"2050" de Marie Ekeland : le premier fonds d'investissement tech qui s'inspire de la fondation d'intérêt public

"2050", le nouveau projet de l'investisseuse Marie Ekeland, est un véritable coup de pied dans la fourmilière des fonds d'investissement. Sa structure hybride -le fonds est détenu à 100% par un fonds de pérennité- à mi-chemin entre le fonds de placement et la fondation d'intérêt public, ambitionne de repousser les limites du financement de la "tech for good", confrontée aux contradictions entre la logique financière de court-terme et la volonté d'impact de long terme.

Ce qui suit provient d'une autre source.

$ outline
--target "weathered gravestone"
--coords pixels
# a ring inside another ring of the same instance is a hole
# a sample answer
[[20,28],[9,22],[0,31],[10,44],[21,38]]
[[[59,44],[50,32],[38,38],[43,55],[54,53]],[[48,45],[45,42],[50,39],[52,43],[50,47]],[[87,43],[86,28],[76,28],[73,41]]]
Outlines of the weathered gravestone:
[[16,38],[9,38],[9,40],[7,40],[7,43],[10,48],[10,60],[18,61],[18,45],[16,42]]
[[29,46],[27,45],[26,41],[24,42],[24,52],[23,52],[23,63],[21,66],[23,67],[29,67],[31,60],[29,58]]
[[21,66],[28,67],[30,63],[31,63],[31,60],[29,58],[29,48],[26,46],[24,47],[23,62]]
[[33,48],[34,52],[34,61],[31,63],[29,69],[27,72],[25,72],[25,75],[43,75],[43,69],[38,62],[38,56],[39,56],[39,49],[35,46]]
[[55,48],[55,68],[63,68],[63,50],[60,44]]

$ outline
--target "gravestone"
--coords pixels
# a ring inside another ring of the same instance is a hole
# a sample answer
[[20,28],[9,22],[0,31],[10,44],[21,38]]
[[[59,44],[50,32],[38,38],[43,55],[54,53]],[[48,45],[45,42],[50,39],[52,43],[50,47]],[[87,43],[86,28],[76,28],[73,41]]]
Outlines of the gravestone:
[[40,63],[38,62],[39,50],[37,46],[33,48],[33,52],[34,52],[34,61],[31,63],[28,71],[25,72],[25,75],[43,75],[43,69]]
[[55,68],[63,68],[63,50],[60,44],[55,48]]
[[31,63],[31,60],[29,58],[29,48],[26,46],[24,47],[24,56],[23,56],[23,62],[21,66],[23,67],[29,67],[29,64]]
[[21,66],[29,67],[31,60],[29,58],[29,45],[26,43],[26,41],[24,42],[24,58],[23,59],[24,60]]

Explications.
Sylvain Rolland
L'équipe du nouveau projet de Marie Ekeland (4è en partant de la gauche), intitulé 2050.
L'équipe du nouveau projet de Marie Ekeland (4è en partant de la gauche), intitulé 2050. (Crédits : DR)

Comment réconcilier la logique financière et souvent court-termiste de l'investissement dans les startups, dominé par l'impératif d'hyper-croissance et de retour sur investissement, avec le financement de la "tech for good", c'est-à-dire les startups moins portées sur la performance financière que sur l'impact ? Pour beaucoup, ces deux impératifs sont difficilement conciliables. L'investisseuse Marie Ekeland, connue pour avoir repéré l'un des plus grands succès à date de la French Tech, Criteo, et pour avoir cofondé le fonds Daphni, pense avoir trouvé une solution avec son nouveau projet, intitulé "2050".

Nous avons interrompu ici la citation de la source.